Toda a magia argentina desfilada nos gramados mexicanos estreitou de forma definitiva o elo que ultrapassava a relação entre técnico e jogador. Durante toda a preparação para o Mundial, a seleção albiceleste, e especialmente seu treinador, foram duramente criticados pelo desempenho insatisfatório nos jogos eliminatórios e nos amistosos. Xingado nos meios de comunicação, nos estádios e mesmo nas ruas, Carlos Bilardo chegou a comprar uma chácara na província de Buenos Aires, de onde praticamente não saía. El Doctor, assim apelidado porque também é médico, mostrou que era realmente muy vivo, como disse Ruggeri, ao fazer a equipe orbitar em torno de seu astro maior -- e, sobretudo, ao fazê-lo feliz e respaldado com a braçadeira de capitão. Essa passagem é contada na série Bilardo: el doctor del fútbol, lançada ontem pela HBO.

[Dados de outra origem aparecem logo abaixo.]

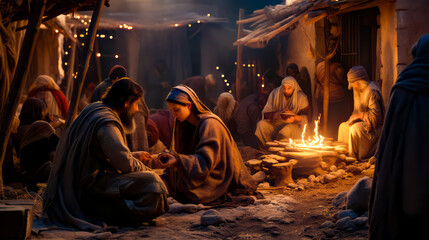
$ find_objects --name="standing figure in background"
[338,66,384,160]
[91,65,127,103]
[155,85,256,204]
[286,63,313,105]
[213,92,237,137]
[369,35,429,239]
[182,74,216,110]
[255,77,311,149]
[147,60,172,108]
[315,61,353,138]
[234,94,268,148]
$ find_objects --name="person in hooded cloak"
[369,35,429,239]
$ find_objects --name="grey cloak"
[43,102,168,231]
[162,85,256,204]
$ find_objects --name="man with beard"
[338,66,384,160]
[255,76,311,148]
[43,78,168,231]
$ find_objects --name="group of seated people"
[3,60,383,230]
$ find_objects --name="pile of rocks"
[246,141,375,190]
[320,177,372,234]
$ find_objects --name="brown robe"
[162,85,256,204]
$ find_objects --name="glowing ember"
[289,115,324,148]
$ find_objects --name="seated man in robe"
[213,92,238,138]
[19,120,59,192]
[43,79,168,231]
[338,66,384,160]
[255,76,311,148]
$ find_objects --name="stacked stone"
[246,141,375,190]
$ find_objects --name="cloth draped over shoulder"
[369,35,429,239]
[43,102,166,230]
[163,85,256,204]
[262,77,309,117]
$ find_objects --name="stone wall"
[377,3,398,106]
[379,0,429,105]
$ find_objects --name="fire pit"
[246,116,374,187]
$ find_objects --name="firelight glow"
[289,115,324,148]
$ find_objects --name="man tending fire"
[255,76,311,148]
[338,66,384,160]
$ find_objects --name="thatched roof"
[0,0,109,22]
[234,0,391,48]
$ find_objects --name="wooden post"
[0,0,46,199]
[235,8,244,101]
[323,18,331,134]
[65,0,106,129]
[66,26,77,101]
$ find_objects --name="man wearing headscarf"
[213,92,237,136]
[91,65,127,102]
[314,61,353,138]
[338,66,384,160]
[182,73,216,110]
[255,76,311,148]
[369,35,429,239]
[43,79,168,231]
[28,75,69,119]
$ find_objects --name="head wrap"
[282,76,302,91]
[347,66,369,89]
[28,75,60,93]
[165,88,192,104]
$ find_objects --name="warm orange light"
[289,115,324,148]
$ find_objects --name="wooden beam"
[323,18,331,135]
[65,0,106,129]
[0,0,46,199]
[235,8,244,102]
[65,26,77,101]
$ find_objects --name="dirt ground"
[10,146,373,240]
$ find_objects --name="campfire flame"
[289,115,324,148]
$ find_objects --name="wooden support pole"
[0,0,46,199]
[323,18,331,134]
[65,0,106,129]
[66,26,77,101]
[235,8,244,101]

O homem que bebeu "champanhe" no gramado do Monumental de Núñez tornou-se célebre pela quantidade de histórias insólitas que protagonizou -- temos a água batizada de Branco na Copa de 1990, as múltiplas superstições que adotava, os treinos repentinos durante a madrugada nas praças de Buenos Aires. O primeiro (na verdade, único) mandamento do "Bilardismo" prega que a vitória precisa acontecer a qualquer custo, nem que para isso algumas regras tenham que virar farelo. Mas Carlos Bilardo era muito mais do que isso. Venceu a Copa de 1986 ao adotar um surpreendente esquema 3-5-2 e era um obcecado em analisar futebol. Lançando mão de sua enorme coleção de vídeos, já na década de oitenta submetia os jogadores da seleção a longas sessões na frente da TV para estudar modelos e adversários. Mesmo com a saúde comprometida, Bilardo continua assistindo todos os jogos que passam na TV, mas em silêncio, como revelou seu irmão, e não ligando às três da manhã para tecer comentários sobre um jogador que lhe chamou a atenção. Quem conviveu com El Narigón tinha a impressão que nunca dormia.

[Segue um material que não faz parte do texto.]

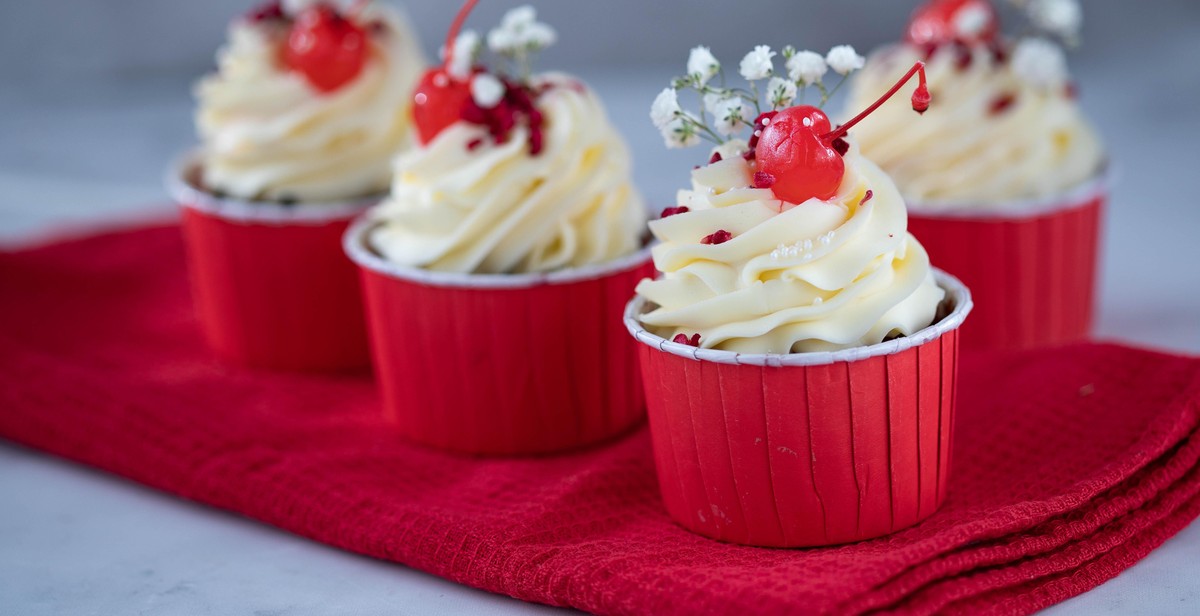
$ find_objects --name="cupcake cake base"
[625,271,972,548]
[167,151,378,372]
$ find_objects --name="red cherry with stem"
[283,4,368,92]
[755,104,846,203]
[755,62,930,203]
[905,0,1000,46]
[413,0,479,144]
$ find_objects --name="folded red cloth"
[0,227,1200,614]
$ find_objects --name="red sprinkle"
[700,229,733,245]
[988,94,1016,115]
[954,42,974,71]
[460,79,546,156]
[671,334,700,347]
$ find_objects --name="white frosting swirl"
[847,46,1104,210]
[368,73,646,274]
[637,144,944,353]
[196,5,425,202]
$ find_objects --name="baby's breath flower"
[470,73,504,109]
[702,90,733,114]
[954,5,991,38]
[1027,0,1084,41]
[713,96,751,137]
[787,49,829,85]
[487,5,558,55]
[446,30,481,79]
[738,44,775,82]
[661,118,700,148]
[688,46,721,85]
[1013,38,1067,88]
[767,77,796,109]
[826,44,866,74]
[650,88,682,131]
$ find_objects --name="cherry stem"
[821,61,925,142]
[442,0,479,67]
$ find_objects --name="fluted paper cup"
[625,271,971,548]
[908,175,1109,349]
[344,220,654,455]
[167,154,379,372]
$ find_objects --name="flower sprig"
[1010,0,1084,47]
[650,44,865,148]
[443,5,558,83]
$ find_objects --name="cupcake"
[848,0,1106,348]
[168,1,425,371]
[346,1,652,455]
[625,40,971,548]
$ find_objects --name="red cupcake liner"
[167,151,378,372]
[344,220,654,455]
[625,271,971,548]
[908,179,1108,349]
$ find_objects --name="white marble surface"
[0,56,1200,609]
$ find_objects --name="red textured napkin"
[7,227,1200,614]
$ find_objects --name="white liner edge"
[163,149,385,226]
[342,216,653,289]
[624,268,974,367]
[905,163,1118,221]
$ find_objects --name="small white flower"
[767,77,796,109]
[1027,0,1084,40]
[524,23,558,49]
[280,0,322,17]
[500,5,538,30]
[826,44,866,74]
[703,90,733,114]
[688,46,721,85]
[787,50,829,85]
[954,5,991,38]
[713,97,752,137]
[470,73,504,109]
[738,44,775,82]
[487,5,558,54]
[1013,38,1067,88]
[650,88,682,130]
[443,30,481,79]
[661,118,700,148]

Os parentes também resolveram lhe poupar das mortes de Alejandro Sabella e Tata Brown, dois referentes argentinos da época em que Bilardo tocou o céu do Azteca com as mãos -- de Dios ou de Diego. Entre os familiares, existe a intenção de levá-lo à cancha do Estudiantes de La Plata, onde tem uma estátua (na margem do campo!) e é figura absolutamente mitológica (tricampeão da Libertadores e do mundo enquanto jogador e, depois, em 1982, também vencedor do Metropolitano como técnico, campanha que lhe credenciou à seleção argentina). Talvez nesse momento seja inevitável receber as notícias das quais foi privado. Desconhecer a morte de Maradona, adiando a consciência de que alguém muito próximo lhe foi arrancado, é uma forma de continuar vivendo em um mundo anterior, que mantém o seu eixo. Receber a emotiva saudação dos pincharratas, no entanto, talvez seja uma maneira de perceber que passado, presente e futuro não estão desconectados.